ROSS GIBLIN/FAIRFAX NZ The Irish River Water Pipe will go on show at The Irish Botanical Gardens this month.

    The pipe was first installed in 1892.

    ROSS GICLIN/GETTY IMAGES The pipe is a part of a collection of pipes and fixtures at the Irish Botanic Gardens.

    The pipes are in a state of preservation and will be on display at the gardens until April 7.

    They were created by Sir James Wilson, a major collector of pipes from around the world.

    Wilson started collecting water pipes in 1891, collecting pipes that he had made himself.

    In 1892, Wilson bought a water pipe from a merchant from the East End of London.

    He bought another water pipe and a pipe from an Irish merchant, the pipe was given to Wilson as a gift.

    His wife bought the pipes from her father.

    As Wilson continued collecting pipes, he started working on his pipe collection.

    Then, in 1902, he discovered a pipe by John Fitch, a Londoner who had made a pipe out of the same material Wilson was working on.

    Wilson named the pipe the Irish River Pipe and it was his first piece of water pipe.

    It took the family some time to get used to the idea that their pipe was theirs.

    “It was a very exciting time,” says Wilson.

    “We had to start thinking about how to make the pipe.”

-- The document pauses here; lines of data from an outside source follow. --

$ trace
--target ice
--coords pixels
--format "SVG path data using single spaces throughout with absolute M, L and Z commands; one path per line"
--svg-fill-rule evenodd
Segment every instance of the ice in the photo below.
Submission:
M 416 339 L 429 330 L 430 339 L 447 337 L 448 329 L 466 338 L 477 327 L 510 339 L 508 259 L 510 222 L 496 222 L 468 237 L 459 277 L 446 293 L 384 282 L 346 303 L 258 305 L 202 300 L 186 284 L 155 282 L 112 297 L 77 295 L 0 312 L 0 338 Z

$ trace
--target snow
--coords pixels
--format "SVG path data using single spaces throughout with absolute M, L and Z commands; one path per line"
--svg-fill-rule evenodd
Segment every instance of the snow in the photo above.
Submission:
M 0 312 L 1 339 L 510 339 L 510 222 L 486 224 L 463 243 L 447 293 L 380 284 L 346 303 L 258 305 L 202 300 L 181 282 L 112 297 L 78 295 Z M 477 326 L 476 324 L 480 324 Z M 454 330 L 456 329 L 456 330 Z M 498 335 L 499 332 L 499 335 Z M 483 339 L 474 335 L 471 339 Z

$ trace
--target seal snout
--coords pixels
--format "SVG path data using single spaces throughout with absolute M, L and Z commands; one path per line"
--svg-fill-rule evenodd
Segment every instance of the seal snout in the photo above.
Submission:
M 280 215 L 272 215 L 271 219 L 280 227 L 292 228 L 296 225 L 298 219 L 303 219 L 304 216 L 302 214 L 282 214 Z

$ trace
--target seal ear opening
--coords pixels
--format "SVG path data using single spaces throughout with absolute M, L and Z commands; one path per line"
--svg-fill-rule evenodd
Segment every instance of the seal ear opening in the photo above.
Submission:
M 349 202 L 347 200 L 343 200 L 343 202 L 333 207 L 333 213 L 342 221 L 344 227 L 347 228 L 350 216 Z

    The pipe is an ancient piece of Irish heritage and is one of a number of pipe collections at the garden.

    After Wilson’s death in 1911, the pipes became part of the collection.

    “We had the pipe on display from 1910 to 1915,” Wilson says.

    When the pipes were finally brought to the garden in 1921, they were donated to the Irish Natural History Museum.

    Today, the Irish Water Pipe is on display and will go up for the first time since the pipes started being collected in the early 1900s.

    Hopefully it will be a good day for people who love pipes to be able to get a look at it, which I’m sure will be very special for us.”